Prepare and Run a Training Job with SageMaker Profiler:
To capture kernel runs on GPUs during the training job, modify your training script using the SageMaker Profiler Python modules. Import the library and add the start_profiling() and stop_profiling() methods to define the beginning and end of profiling. You can also use custom annotations to visualize hardware activities during specific operations. There are two approaches to profiling training scripts: profiling full functions or profiling specific code lines within functions. Examples and documentation are provided.

Configure the SageMaker Training Job Launcher:
Once you have annotated and set up the profiler initiation modules, save the training script and prepare the SageMaker framework estimator for training using the SageMaker Python SDK. Set up a profiler_config object using the ProfilerConfig and Profiler modules. Create a SageMaker estimator with the profiler_config object and other required parameters.

Start the Training Job:
Launch the training job by running the fit method on the estimator.

Launch the SageMaker Profiler UI:
When the training job is complete, you can access the SageMaker Profiler UI to visualize and explore the profile of the training job. Instructions are provided to launch the UI from the SageMaker console.

Gain Insights from the SageMaker Profiler:
Once you open the SageMaker Profiler UI, you can view a list of all submitted training jobs and search for a specific job. Load the profile of the desired job to generate the dashboard and timeline.
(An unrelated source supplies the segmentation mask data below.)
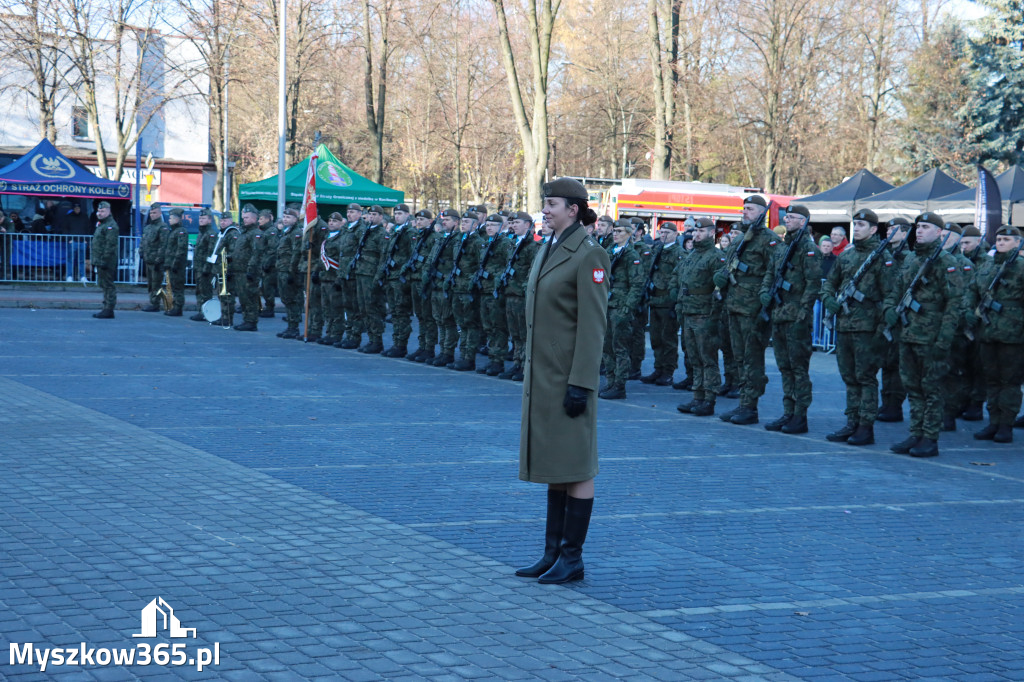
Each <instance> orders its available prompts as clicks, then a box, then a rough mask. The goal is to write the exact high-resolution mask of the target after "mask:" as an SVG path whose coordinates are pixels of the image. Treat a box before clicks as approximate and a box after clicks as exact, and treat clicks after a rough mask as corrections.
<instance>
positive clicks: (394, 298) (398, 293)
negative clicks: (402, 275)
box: [385, 280, 413, 348]
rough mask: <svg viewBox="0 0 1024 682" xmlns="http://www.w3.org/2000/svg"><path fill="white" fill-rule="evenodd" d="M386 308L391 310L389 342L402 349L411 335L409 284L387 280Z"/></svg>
mask: <svg viewBox="0 0 1024 682" xmlns="http://www.w3.org/2000/svg"><path fill="white" fill-rule="evenodd" d="M385 287H386V290H387V306H388V308H389V309H390V310H391V341H392V342H393V344H394V345H395V346H398V347H399V348H404V347H407V346H408V345H409V337H410V336H412V334H413V293H412V290H411V287H410V284H409V283H408V282H407V283H404V284H402V283H401V281H399V280H388V282H387V284H386V285H385Z"/></svg>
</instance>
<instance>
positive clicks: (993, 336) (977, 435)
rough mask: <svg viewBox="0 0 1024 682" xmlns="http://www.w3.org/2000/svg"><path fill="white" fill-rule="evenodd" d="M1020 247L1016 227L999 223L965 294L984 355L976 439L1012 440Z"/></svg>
mask: <svg viewBox="0 0 1024 682" xmlns="http://www.w3.org/2000/svg"><path fill="white" fill-rule="evenodd" d="M1020 248H1021V231H1020V229H1018V228H1017V227H1010V226H1004V227H1000V228H999V229H998V230H997V231H996V232H995V256H994V257H993V258H992V259H991V260H988V261H985V262H984V263H982V266H981V268H980V270H979V271H978V273H977V274H976V276H975V280H974V282H973V283H972V286H971V289H970V292H969V294H968V298H967V310H968V312H967V315H966V317H967V327H968V328H969V329H971V330H973V332H974V335H975V338H977V339H978V340H980V342H981V353H982V356H983V357H984V358H985V364H984V367H985V386H986V389H987V399H988V426H986V427H985V428H983V429H982V430H981V431H978V432H977V433H975V434H974V437H975V438H976V439H978V440H993V441H995V442H1013V439H1014V430H1013V425H1014V418H1015V417H1016V416H1017V412H1018V411H1019V410H1020V408H1021V383H1022V382H1024V258H1022V257H1021V256H1020V255H1019V253H1018V251H1019V249H1020ZM996 275H998V280H996ZM993 281H994V282H995V284H993Z"/></svg>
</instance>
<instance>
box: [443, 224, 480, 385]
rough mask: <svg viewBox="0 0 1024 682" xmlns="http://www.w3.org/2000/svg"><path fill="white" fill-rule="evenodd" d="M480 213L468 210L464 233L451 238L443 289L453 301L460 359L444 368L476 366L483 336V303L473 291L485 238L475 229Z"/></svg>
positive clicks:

The dashboard provides plots for key metrics such as GPU and CPU utilization over time, GPU kernel time, launch counts, step time distribution, and kernel precision distribution. These metrics help analyze GPU workload, utilization, bottlenecks, and other factors.

In conclusion, Amazon SageMaker Profiler is a powerful tool for monitoring and optimizing the resource usage of deep learning models trained on SageMaker. It provides detailed insights into CPU and GPU activities, helping ML practitioners improve efficiency and reduce costs.